Non ultimo elemento da considerare è la celerità nelle valutazioni: vi sono 4 scadenze-deadline all’anno ed entro un mese dalla deadline vengono rese note le valutazioni della parte scritta dell’application; chi viene invitato a Bruxelles ha una settimana di tempo per preparare il pitch e dopo l’interrogazione entro il mese successivo si avrà l’esito finale, in caso di approvazione definitiva anche all’orale si firmerà il contratto con l’Ue, denominato grant agreement e si riceverà entro circa a 20 giorni il primo bonifico in anticipazione.

Dunque in un’ipotetica timeline presentando il 9 ottobre pv – prima deadline utile – si avrà l’esito della valutazione entro il 15 dicembre, si firmerà ai primi del 2020 il grant agreement e per fine gennaio 2020 saranno accreditati i fondi in anticipazione sul proprio c/c bancario: entro la fine del 2021 si dovrà terminare il progetto di R&S e chiedere il saldo del contributo.

È doveroso purtroppo, guardando alle statistiche ormai note del periodo 2014-18, esplicitare i numeri relativi alla redemption dei progetti, ovvero quanti progetti sono stati approvati rispetto a quelli presentati. A dispetto ancora delle cassandre e dei gufi sempre in agguato nel dire che le cose vanno male e che l’Italia non utilizza i fondi comunitari che vengono rimandati indietro all’Unione europea, per i fondi diretti si scoprono cose interessanti guardando a questo dato: nel complesso delle due fasi in cui è stato suddiviso lo Sme Instrument, il tasso di successo medio dei progetti è pari all’11,4%, mentre se si guarda alla sola Italia, tale tasso decresce al 7%; non è un bel dato, ma questi sono i numeri.

Passiamo ora a formulare una breve overwiev per il prossimo periodo di programmazione: sul Programma generale Horizon Europe saranno allocati per il periodo dal 2021 al 2027 circa 103 miliardi di euro. Tenendo presente che probabilmente la Gran Bretagna sarà fuori dal gioco, vorrà dire che l’incremento da Horizon 2020 sarà cospicuo, circa 20 miliardi in più e un astante importante in meno alla tavola. Per il Programma specifico di ricerca per le Pmi cui solo queste potranno accedere e che verrà denominato Accelerator sono previsti circa 4-5 miliardi (a oggi il budget è ancora in fase di negoziazione).

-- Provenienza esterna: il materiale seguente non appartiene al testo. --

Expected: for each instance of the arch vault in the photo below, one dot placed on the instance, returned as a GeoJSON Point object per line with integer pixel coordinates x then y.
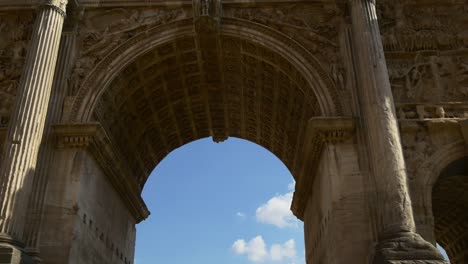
{"type": "Point", "coordinates": [364, 103]}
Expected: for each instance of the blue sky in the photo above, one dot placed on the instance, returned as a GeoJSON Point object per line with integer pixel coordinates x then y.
{"type": "Point", "coordinates": [220, 203]}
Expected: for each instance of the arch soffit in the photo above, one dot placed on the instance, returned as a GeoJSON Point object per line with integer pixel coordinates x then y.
{"type": "Point", "coordinates": [107, 69]}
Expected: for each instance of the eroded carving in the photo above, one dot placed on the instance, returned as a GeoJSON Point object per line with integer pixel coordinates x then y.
{"type": "Point", "coordinates": [409, 26]}
{"type": "Point", "coordinates": [103, 30]}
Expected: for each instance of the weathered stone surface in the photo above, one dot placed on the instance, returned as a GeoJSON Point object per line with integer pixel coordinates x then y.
{"type": "Point", "coordinates": [311, 81]}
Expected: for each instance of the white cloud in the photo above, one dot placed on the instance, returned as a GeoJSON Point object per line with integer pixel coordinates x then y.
{"type": "Point", "coordinates": [276, 211]}
{"type": "Point", "coordinates": [287, 250]}
{"type": "Point", "coordinates": [256, 250]}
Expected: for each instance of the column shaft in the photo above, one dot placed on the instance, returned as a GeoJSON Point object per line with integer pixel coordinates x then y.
{"type": "Point", "coordinates": [58, 93]}
{"type": "Point", "coordinates": [379, 120]}
{"type": "Point", "coordinates": [28, 118]}
{"type": "Point", "coordinates": [398, 242]}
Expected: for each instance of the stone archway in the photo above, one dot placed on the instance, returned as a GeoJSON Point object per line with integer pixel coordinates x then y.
{"type": "Point", "coordinates": [176, 84]}
{"type": "Point", "coordinates": [450, 207]}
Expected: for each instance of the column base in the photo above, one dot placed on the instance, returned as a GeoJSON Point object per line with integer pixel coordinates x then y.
{"type": "Point", "coordinates": [406, 248]}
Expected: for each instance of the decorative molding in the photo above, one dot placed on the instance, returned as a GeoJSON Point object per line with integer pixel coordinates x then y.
{"type": "Point", "coordinates": [74, 135]}
{"type": "Point", "coordinates": [59, 5]}
{"type": "Point", "coordinates": [93, 137]}
{"type": "Point", "coordinates": [320, 132]}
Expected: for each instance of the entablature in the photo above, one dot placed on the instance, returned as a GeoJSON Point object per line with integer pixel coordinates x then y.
{"type": "Point", "coordinates": [320, 131]}
{"type": "Point", "coordinates": [93, 137]}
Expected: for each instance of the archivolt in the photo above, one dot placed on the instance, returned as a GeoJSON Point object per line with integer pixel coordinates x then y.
{"type": "Point", "coordinates": [102, 75]}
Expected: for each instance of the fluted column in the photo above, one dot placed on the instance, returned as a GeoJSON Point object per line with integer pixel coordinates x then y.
{"type": "Point", "coordinates": [46, 153]}
{"type": "Point", "coordinates": [27, 121]}
{"type": "Point", "coordinates": [379, 124]}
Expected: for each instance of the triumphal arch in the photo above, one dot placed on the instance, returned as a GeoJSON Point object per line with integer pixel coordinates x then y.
{"type": "Point", "coordinates": [365, 101]}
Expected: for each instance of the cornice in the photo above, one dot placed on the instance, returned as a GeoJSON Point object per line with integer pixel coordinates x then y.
{"type": "Point", "coordinates": [93, 137]}
{"type": "Point", "coordinates": [320, 132]}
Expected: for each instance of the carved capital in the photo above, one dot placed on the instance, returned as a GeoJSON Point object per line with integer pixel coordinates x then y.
{"type": "Point", "coordinates": [93, 137]}
{"type": "Point", "coordinates": [59, 5]}
{"type": "Point", "coordinates": [74, 135]}
{"type": "Point", "coordinates": [320, 132]}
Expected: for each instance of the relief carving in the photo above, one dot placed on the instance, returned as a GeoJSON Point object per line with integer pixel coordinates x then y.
{"type": "Point", "coordinates": [432, 79]}
{"type": "Point", "coordinates": [413, 27]}
{"type": "Point", "coordinates": [311, 25]}
{"type": "Point", "coordinates": [14, 37]}
{"type": "Point", "coordinates": [103, 31]}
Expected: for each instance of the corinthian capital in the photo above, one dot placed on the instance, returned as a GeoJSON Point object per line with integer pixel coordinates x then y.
{"type": "Point", "coordinates": [60, 5]}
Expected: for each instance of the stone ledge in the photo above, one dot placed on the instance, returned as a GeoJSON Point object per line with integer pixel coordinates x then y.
{"type": "Point", "coordinates": [319, 132]}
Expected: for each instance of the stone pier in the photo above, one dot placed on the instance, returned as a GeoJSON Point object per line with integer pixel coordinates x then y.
{"type": "Point", "coordinates": [25, 130]}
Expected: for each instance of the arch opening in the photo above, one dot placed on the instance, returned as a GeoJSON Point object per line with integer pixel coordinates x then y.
{"type": "Point", "coordinates": [184, 90]}
{"type": "Point", "coordinates": [450, 210]}
{"type": "Point", "coordinates": [225, 196]}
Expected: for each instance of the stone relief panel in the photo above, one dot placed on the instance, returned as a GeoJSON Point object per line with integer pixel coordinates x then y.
{"type": "Point", "coordinates": [313, 25]}
{"type": "Point", "coordinates": [422, 139]}
{"type": "Point", "coordinates": [423, 78]}
{"type": "Point", "coordinates": [427, 50]}
{"type": "Point", "coordinates": [102, 30]}
{"type": "Point", "coordinates": [15, 32]}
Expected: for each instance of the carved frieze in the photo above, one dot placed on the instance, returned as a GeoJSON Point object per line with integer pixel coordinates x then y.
{"type": "Point", "coordinates": [15, 32]}
{"type": "Point", "coordinates": [413, 26]}
{"type": "Point", "coordinates": [429, 78]}
{"type": "Point", "coordinates": [101, 31]}
{"type": "Point", "coordinates": [314, 26]}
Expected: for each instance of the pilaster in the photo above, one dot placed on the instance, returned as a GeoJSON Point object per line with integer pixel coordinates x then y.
{"type": "Point", "coordinates": [398, 241]}
{"type": "Point", "coordinates": [24, 135]}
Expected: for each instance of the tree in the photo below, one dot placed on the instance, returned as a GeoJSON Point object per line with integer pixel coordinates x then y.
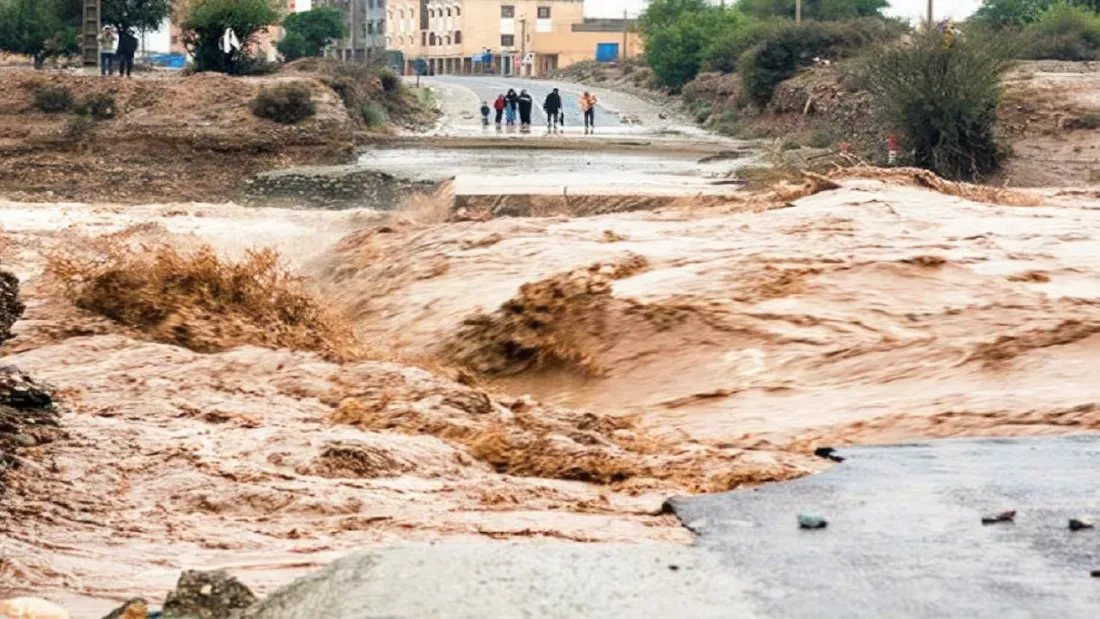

Con Accelerator la Commissione sta inoltre mettendo a punto un servizio complementare a quello fornito tramite l’erogazione del contributo a fondo perduto: metterà infatti a disposizione delle Pmi meritevoli anche la possibilità di partecipare per un periodo di circa 7 anni al capitale sociale delle aziende finanziate, con il cosiddetto blended, ovvero una provvista finanziaria fino a un massimale di 12,5 milioni di euro erogata sotto forma di aumento di capitale sottoscritto da una società veicolo dell’Ue, che per un periodo limitato di tempo resterà socio dell’azienda beneficiata contribuendo con la propria provvista di fondi ad attivare il progetto innovativo, non solo nella parte di ricerca fino alla pre-industrializzazione e prototipazione, ma anche per l’attivazione della produzione vera e propria.

Dunque per le aziende italiane è il momento, a dispetto di tanti gufi e cassandre più abituati a guardare l’albero che cade che la foresta che cresce, di guardare all’Europa e ai suoi tanti, utili e possibili strumenti a favore dell’imprenditoria italiana. L’auspicio di tutti è che per la nuova programmazione il posto della Spagna, ora prima nel lucrare i benefici per la R&S delle Pmi, sia ben presto conquistato a pieno titolo e merito dalle aziende italiane.